Absent from this chronology of global grief is anything new about Syria, the world's bloodiest humanitarian crisis. In November, the U.N. Office for the Coordination of Humanitarian Affairs (OCHA), which funds IRIN, quietly placed a gag order on its news agency. Its network of journalists were ordered to halt any reporting about the crisis in Syria, which has displaced millions and cost the lives of more than 100,000, according to U.N. sources.

There was never any public announcement explaining why the Syrian crisis, the largest humanitarian calamity in two decades, was now off limits.

Asked about the reporting blackout, OCHA spokeswoman Amanda Pitt hinted in an email to Foreign Policy that IRIN had decided on its own to stop covering Syria: "I expect that since the Syria crisis is so heavily reported by all the mainstream media, IRIN are re-focusing on their core work, i.e., reporting on the under-reported or neglected crises around the world."

Other U.N. officials privately challenged that explanation, claiming that OCHA had snuffed IRIN because of concerns that its reporting might complicate delicate diplomatic negotiations on access to needy Syrians, and also because its coverage often pointed out shortcomings in the United Nations' humanitarian relief effort in Syria, where more than 2.5 million people have received little or no humanitarian assistance.

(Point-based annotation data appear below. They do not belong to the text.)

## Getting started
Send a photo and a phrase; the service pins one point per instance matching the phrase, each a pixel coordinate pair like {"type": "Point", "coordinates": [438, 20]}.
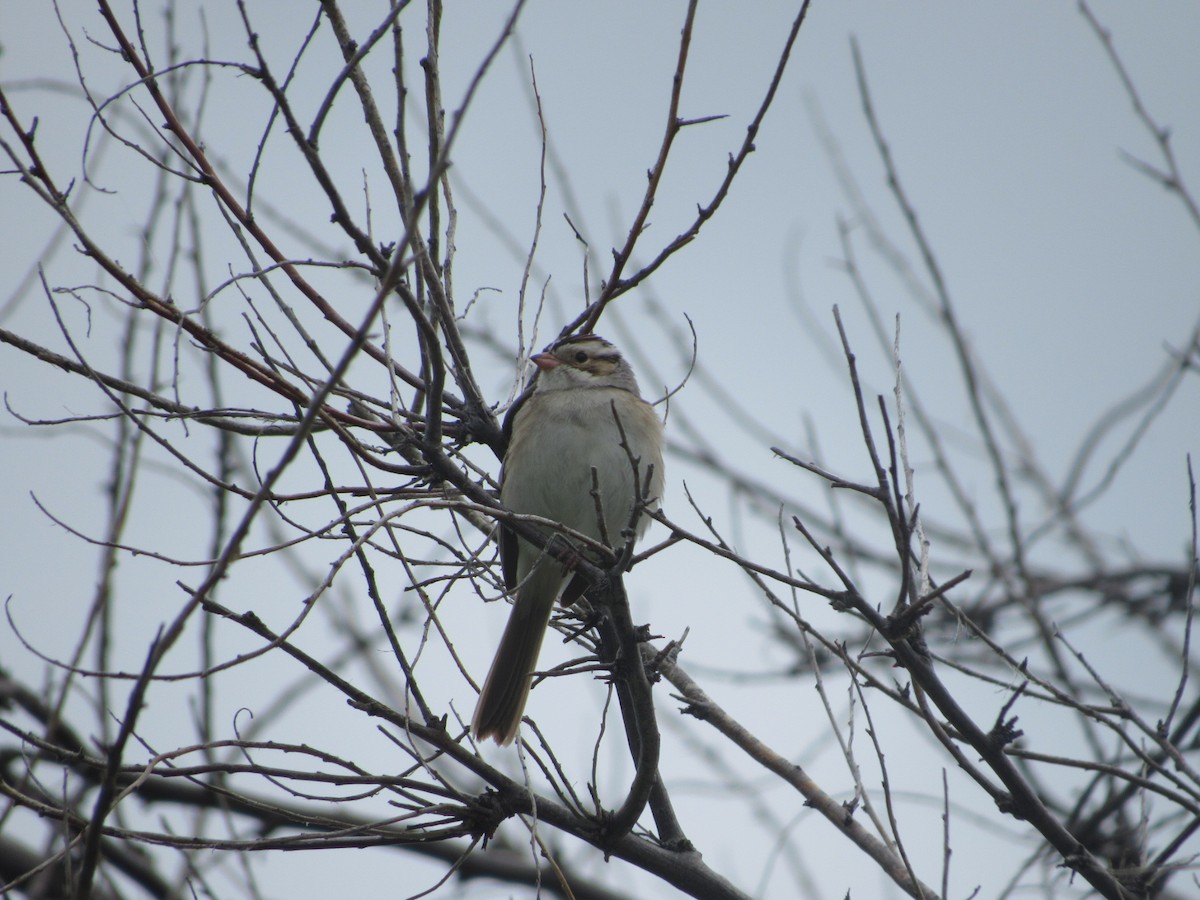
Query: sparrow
{"type": "Point", "coordinates": [562, 431]}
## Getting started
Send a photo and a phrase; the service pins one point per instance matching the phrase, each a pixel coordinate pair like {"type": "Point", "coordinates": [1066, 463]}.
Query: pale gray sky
{"type": "Point", "coordinates": [1073, 275]}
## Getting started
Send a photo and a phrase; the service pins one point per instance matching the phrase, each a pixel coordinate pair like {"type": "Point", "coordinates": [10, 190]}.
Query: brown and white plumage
{"type": "Point", "coordinates": [559, 432]}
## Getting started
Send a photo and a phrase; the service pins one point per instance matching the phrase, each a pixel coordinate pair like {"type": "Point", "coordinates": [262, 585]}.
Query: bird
{"type": "Point", "coordinates": [561, 431]}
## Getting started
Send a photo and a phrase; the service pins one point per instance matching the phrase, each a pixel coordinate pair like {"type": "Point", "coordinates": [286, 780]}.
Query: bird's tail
{"type": "Point", "coordinates": [507, 688]}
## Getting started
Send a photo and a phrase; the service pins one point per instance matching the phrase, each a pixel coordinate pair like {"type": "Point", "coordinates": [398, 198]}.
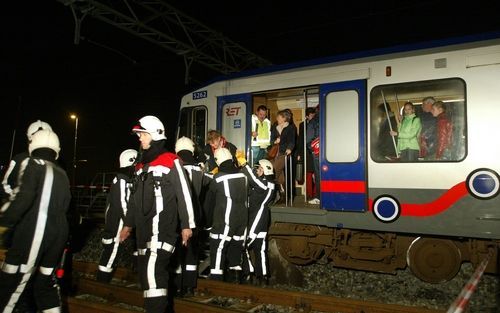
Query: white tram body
{"type": "Point", "coordinates": [376, 212]}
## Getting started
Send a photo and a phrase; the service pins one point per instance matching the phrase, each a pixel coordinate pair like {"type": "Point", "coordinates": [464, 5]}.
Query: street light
{"type": "Point", "coordinates": [74, 117]}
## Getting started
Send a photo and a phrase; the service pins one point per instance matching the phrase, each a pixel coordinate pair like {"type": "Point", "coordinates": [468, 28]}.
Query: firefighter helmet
{"type": "Point", "coordinates": [221, 155]}
{"type": "Point", "coordinates": [127, 157]}
{"type": "Point", "coordinates": [36, 126]}
{"type": "Point", "coordinates": [45, 139]}
{"type": "Point", "coordinates": [267, 166]}
{"type": "Point", "coordinates": [152, 125]}
{"type": "Point", "coordinates": [184, 143]}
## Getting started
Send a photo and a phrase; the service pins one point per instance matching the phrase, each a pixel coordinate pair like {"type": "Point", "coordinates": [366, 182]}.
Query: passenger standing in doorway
{"type": "Point", "coordinates": [444, 131]}
{"type": "Point", "coordinates": [308, 159]}
{"type": "Point", "coordinates": [313, 146]}
{"type": "Point", "coordinates": [261, 134]}
{"type": "Point", "coordinates": [284, 134]}
{"type": "Point", "coordinates": [35, 219]}
{"type": "Point", "coordinates": [161, 199]}
{"type": "Point", "coordinates": [116, 210]}
{"type": "Point", "coordinates": [428, 134]}
{"type": "Point", "coordinates": [408, 132]}
{"type": "Point", "coordinates": [215, 141]}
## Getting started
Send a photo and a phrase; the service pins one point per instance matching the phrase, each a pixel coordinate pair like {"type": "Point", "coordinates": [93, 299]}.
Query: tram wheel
{"type": "Point", "coordinates": [297, 250]}
{"type": "Point", "coordinates": [434, 260]}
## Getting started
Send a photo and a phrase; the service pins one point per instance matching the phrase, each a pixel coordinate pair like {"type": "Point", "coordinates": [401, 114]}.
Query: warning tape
{"type": "Point", "coordinates": [461, 302]}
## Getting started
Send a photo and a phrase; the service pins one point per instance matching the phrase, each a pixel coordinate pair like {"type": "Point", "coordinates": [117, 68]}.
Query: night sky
{"type": "Point", "coordinates": [112, 78]}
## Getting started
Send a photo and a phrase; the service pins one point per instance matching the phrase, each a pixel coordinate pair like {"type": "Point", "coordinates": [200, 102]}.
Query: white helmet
{"type": "Point", "coordinates": [127, 157]}
{"type": "Point", "coordinates": [184, 143]}
{"type": "Point", "coordinates": [36, 126]}
{"type": "Point", "coordinates": [267, 166]}
{"type": "Point", "coordinates": [45, 139]}
{"type": "Point", "coordinates": [152, 125]}
{"type": "Point", "coordinates": [221, 155]}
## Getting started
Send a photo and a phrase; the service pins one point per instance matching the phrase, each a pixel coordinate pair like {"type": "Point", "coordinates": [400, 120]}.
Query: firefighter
{"type": "Point", "coordinates": [161, 196]}
{"type": "Point", "coordinates": [188, 257]}
{"type": "Point", "coordinates": [35, 217]}
{"type": "Point", "coordinates": [227, 196]}
{"type": "Point", "coordinates": [9, 181]}
{"type": "Point", "coordinates": [116, 209]}
{"type": "Point", "coordinates": [261, 194]}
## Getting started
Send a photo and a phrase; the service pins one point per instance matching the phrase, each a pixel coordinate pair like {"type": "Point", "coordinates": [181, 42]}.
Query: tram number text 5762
{"type": "Point", "coordinates": [199, 94]}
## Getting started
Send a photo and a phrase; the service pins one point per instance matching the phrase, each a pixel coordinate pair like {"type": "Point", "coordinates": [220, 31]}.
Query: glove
{"type": "Point", "coordinates": [6, 235]}
{"type": "Point", "coordinates": [240, 156]}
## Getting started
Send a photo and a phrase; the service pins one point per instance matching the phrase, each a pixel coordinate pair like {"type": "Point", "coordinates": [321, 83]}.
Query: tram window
{"type": "Point", "coordinates": [199, 126]}
{"type": "Point", "coordinates": [184, 122]}
{"type": "Point", "coordinates": [442, 136]}
{"type": "Point", "coordinates": [193, 124]}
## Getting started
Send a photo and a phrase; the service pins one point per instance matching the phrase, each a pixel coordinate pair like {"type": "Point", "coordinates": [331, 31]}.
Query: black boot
{"type": "Point", "coordinates": [188, 292]}
{"type": "Point", "coordinates": [247, 279]}
{"type": "Point", "coordinates": [233, 276]}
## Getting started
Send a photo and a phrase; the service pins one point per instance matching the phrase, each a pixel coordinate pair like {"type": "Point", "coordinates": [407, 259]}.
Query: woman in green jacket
{"type": "Point", "coordinates": [408, 132]}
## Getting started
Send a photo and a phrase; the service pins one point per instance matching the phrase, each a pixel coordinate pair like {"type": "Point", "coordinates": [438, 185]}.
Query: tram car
{"type": "Point", "coordinates": [376, 211]}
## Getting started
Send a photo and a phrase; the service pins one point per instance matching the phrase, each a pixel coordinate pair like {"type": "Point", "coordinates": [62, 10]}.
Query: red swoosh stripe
{"type": "Point", "coordinates": [347, 186]}
{"type": "Point", "coordinates": [435, 207]}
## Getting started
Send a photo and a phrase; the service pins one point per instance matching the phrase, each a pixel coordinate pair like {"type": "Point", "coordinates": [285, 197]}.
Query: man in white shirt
{"type": "Point", "coordinates": [261, 134]}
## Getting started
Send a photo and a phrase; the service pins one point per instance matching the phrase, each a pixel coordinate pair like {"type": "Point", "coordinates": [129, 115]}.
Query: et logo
{"type": "Point", "coordinates": [233, 111]}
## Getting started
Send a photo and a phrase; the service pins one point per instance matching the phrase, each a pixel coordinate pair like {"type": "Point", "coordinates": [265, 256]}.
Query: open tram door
{"type": "Point", "coordinates": [233, 116]}
{"type": "Point", "coordinates": [342, 158]}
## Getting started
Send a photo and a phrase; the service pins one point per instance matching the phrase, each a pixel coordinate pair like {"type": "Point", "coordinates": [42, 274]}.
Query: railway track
{"type": "Point", "coordinates": [244, 298]}
{"type": "Point", "coordinates": [210, 297]}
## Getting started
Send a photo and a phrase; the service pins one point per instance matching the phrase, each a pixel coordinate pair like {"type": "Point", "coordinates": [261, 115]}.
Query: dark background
{"type": "Point", "coordinates": [112, 78]}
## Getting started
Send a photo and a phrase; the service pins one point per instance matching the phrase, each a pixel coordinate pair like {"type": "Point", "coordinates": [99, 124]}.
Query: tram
{"type": "Point", "coordinates": [376, 212]}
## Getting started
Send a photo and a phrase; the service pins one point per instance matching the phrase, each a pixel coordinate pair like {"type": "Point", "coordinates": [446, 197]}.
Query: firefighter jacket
{"type": "Point", "coordinates": [36, 211]}
{"type": "Point", "coordinates": [199, 182]}
{"type": "Point", "coordinates": [261, 194]}
{"type": "Point", "coordinates": [161, 196]}
{"type": "Point", "coordinates": [117, 202]}
{"type": "Point", "coordinates": [227, 195]}
{"type": "Point", "coordinates": [10, 179]}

In the months leading up to the decision to cut Syria coverage, the U.N. relief agency had blocked the publication of several stories, including one entitled: "Syrian aid operation: Fraught, yes. But failure? Not quite."

"As we enter the new year, we thought we'd share with you some stories that never saw the light of day in 2013 (even before the Syria gag order)," one U.N. official recently wrote in an email listing the titles of the censored articles to colleagues. "Happy New Year."

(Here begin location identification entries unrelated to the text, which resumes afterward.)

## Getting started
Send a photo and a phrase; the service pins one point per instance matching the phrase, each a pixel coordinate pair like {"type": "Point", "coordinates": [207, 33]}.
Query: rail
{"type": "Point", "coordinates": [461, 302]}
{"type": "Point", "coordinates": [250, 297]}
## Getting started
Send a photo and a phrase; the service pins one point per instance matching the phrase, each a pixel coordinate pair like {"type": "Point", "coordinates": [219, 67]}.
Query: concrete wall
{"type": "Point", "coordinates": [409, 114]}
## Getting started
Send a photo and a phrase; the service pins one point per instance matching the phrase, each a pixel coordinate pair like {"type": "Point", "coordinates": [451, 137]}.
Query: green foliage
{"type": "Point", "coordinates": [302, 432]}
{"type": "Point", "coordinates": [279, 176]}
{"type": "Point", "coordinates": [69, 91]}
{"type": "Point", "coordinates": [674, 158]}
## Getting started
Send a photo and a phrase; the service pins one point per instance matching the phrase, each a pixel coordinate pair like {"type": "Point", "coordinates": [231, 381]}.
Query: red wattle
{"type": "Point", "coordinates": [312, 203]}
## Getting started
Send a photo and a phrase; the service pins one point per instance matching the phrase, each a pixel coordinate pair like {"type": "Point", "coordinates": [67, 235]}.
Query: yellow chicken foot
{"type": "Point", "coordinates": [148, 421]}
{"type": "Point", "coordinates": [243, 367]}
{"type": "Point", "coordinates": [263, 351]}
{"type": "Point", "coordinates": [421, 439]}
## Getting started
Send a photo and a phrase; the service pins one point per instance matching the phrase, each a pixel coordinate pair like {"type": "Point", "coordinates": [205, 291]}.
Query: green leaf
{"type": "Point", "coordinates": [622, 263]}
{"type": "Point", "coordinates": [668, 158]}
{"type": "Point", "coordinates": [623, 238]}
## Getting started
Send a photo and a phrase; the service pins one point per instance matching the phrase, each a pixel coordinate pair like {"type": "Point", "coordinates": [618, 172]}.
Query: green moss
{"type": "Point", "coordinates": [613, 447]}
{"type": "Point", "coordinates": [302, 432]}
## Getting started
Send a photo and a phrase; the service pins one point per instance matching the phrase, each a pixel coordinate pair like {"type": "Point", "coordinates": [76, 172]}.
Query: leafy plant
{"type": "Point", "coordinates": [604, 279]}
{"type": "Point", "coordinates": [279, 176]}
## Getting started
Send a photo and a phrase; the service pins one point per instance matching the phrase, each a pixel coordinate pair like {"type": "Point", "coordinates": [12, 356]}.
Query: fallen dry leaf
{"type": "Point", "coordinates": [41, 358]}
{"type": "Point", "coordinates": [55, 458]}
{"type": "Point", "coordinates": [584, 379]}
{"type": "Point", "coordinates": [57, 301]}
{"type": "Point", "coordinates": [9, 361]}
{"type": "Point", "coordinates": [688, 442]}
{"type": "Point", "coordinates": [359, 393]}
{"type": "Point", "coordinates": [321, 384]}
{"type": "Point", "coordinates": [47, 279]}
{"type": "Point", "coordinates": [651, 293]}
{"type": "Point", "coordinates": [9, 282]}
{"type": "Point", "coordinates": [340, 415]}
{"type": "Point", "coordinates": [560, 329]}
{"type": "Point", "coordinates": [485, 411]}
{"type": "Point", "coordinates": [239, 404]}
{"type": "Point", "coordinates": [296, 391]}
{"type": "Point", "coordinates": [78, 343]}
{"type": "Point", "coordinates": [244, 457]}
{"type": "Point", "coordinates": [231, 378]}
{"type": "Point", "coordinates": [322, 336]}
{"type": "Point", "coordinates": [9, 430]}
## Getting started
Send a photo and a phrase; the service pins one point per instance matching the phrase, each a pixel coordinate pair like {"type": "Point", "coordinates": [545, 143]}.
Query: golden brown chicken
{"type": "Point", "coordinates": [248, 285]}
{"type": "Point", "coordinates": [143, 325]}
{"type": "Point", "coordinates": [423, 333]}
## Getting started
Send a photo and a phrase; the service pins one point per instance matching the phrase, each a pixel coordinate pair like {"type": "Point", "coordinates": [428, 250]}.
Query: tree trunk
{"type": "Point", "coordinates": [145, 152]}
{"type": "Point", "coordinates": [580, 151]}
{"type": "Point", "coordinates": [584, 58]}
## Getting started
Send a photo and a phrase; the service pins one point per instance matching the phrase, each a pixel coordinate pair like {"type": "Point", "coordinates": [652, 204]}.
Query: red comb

The United Nations has for months been in the thick of a series of sensitive diplomatic negotiations aimed at resolving the conflict and securing greater humanitarian access for aid workers. Some diplomats said IRIN's reporting was curtailed to avoid the potential for an awkward story offending any of the key players. The interests of free reporting, it was feared, might clash with the United Nations' efforts to pursue quiet diplomacy. On Jan. 22, for example, the United Nations will host, along with Russia and the United States, a major diplomatic meeting in Switzerland, aimed at prodding Syria's warring parities to discuss a possible political transition.

But the challenges to IRIN's editorial independence have extended beyond Syria. Senior U.N. officials have squelched reports dealing with sensitive issues in Sri Lanka, Turkey, and Iraq, where U.N. officials blocked publication of a story about the legacy of the 2003 bombing of a U.N. compound that killed 22 people.

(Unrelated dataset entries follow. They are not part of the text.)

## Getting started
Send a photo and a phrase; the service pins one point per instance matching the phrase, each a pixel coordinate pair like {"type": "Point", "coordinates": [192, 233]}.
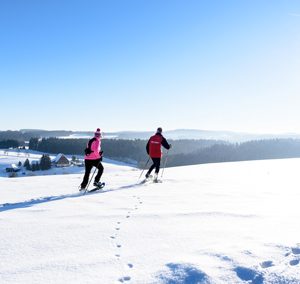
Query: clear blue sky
{"type": "Point", "coordinates": [136, 65]}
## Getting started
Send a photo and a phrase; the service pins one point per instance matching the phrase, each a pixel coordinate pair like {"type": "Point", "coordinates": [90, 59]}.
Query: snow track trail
{"type": "Point", "coordinates": [216, 223]}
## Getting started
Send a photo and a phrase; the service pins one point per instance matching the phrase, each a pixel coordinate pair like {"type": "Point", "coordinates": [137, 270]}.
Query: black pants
{"type": "Point", "coordinates": [89, 164]}
{"type": "Point", "coordinates": [156, 165]}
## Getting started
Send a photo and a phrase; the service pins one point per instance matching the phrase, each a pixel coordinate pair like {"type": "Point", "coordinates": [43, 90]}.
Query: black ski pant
{"type": "Point", "coordinates": [89, 164]}
{"type": "Point", "coordinates": [156, 165]}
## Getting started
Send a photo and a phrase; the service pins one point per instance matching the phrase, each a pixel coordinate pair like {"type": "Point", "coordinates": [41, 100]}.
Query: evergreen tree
{"type": "Point", "coordinates": [33, 143]}
{"type": "Point", "coordinates": [26, 165]}
{"type": "Point", "coordinates": [45, 163]}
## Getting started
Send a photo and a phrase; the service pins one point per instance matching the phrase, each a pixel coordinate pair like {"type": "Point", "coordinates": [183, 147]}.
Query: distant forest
{"type": "Point", "coordinates": [183, 152]}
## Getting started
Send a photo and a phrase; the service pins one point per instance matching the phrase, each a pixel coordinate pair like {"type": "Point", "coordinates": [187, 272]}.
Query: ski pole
{"type": "Point", "coordinates": [96, 168]}
{"type": "Point", "coordinates": [165, 163]}
{"type": "Point", "coordinates": [144, 168]}
{"type": "Point", "coordinates": [90, 180]}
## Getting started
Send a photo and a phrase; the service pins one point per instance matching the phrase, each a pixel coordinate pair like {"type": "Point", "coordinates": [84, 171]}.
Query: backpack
{"type": "Point", "coordinates": [88, 149]}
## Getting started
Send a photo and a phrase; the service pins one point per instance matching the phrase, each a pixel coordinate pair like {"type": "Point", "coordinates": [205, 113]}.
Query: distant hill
{"type": "Point", "coordinates": [176, 134]}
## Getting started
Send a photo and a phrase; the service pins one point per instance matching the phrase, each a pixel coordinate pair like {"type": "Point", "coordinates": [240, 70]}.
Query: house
{"type": "Point", "coordinates": [61, 161]}
{"type": "Point", "coordinates": [12, 169]}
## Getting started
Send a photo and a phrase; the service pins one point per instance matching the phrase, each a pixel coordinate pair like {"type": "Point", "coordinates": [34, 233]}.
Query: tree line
{"type": "Point", "coordinates": [183, 152]}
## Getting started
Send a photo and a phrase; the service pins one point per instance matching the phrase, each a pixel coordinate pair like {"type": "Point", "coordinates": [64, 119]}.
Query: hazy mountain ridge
{"type": "Point", "coordinates": [229, 136]}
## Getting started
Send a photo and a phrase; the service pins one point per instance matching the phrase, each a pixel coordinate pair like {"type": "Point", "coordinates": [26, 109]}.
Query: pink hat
{"type": "Point", "coordinates": [98, 132]}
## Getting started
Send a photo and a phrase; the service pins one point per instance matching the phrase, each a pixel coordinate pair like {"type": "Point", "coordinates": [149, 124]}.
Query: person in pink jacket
{"type": "Point", "coordinates": [93, 158]}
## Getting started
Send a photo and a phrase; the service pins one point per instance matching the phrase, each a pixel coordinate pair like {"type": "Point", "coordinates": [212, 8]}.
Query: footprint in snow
{"type": "Point", "coordinates": [294, 262]}
{"type": "Point", "coordinates": [124, 279]}
{"type": "Point", "coordinates": [267, 264]}
{"type": "Point", "coordinates": [296, 250]}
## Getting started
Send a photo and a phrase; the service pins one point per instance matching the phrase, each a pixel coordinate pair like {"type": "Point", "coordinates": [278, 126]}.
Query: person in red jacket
{"type": "Point", "coordinates": [93, 158]}
{"type": "Point", "coordinates": [154, 151]}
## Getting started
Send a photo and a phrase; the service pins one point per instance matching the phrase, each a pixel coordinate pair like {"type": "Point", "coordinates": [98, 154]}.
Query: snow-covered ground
{"type": "Point", "coordinates": [214, 223]}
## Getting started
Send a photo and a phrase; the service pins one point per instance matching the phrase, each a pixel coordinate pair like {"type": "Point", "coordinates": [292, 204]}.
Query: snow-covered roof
{"type": "Point", "coordinates": [58, 157]}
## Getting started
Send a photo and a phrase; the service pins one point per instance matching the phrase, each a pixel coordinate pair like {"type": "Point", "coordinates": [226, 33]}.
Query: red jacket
{"type": "Point", "coordinates": [154, 145]}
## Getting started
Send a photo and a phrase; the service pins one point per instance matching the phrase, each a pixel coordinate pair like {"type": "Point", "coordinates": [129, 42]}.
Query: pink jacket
{"type": "Point", "coordinates": [96, 148]}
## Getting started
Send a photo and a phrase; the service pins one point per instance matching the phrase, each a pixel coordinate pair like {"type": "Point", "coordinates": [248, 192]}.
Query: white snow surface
{"type": "Point", "coordinates": [214, 223]}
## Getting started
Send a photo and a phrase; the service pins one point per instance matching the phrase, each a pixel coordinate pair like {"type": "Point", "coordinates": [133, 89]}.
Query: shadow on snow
{"type": "Point", "coordinates": [32, 202]}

Since the end of the Cold War, the United Nations has promoted journalism around the world, funding reporters and establishing local radio and television news operations in conflict zones. The clampdown on IRIN highlights a broader dilemma over the role of U.N. funded reporters: Are they essentially public information officers, assigned to promote the United Nations? Or are they independent reporters with the freedom to challenge the United Nations' priorities and those of the U.N. backed government.

"In U.N. public information circles it is readily conceded that there are conflicts between a U.N. mission's desire to use media for its own (albeit generally desirable) ends and its responsibilities as a local radio manager to adhere to U.N.-endorsed standards for independent journalism," Bill Orme, a U.N. official and former reporter for the Los Angeles Times and the New York Times, wrote in a recent study.

In South Sudan, the U.N.-funded radio station, Radio Miraya, is the most popular radio broadcaster in the fledgling country. Miraya boasts that its "independence guarantees the impartiality of our journalism and ensures our credibility with the population."

But U.N. officials in New York don't see the radio station as independent. Since South Sudan has been plunged into political and ethnic conflict, dividing the country's Dinka and Nuer communities, Radio Miraya has served as a kind of megaphone for the U.N. mission's public statements, while providing a sometimes one-sided platform for the South Sudanese government to make its case. That has, in turn, stirred concern that the station will come to be too closely identified with the interests of the government, and its large following among the Dinka.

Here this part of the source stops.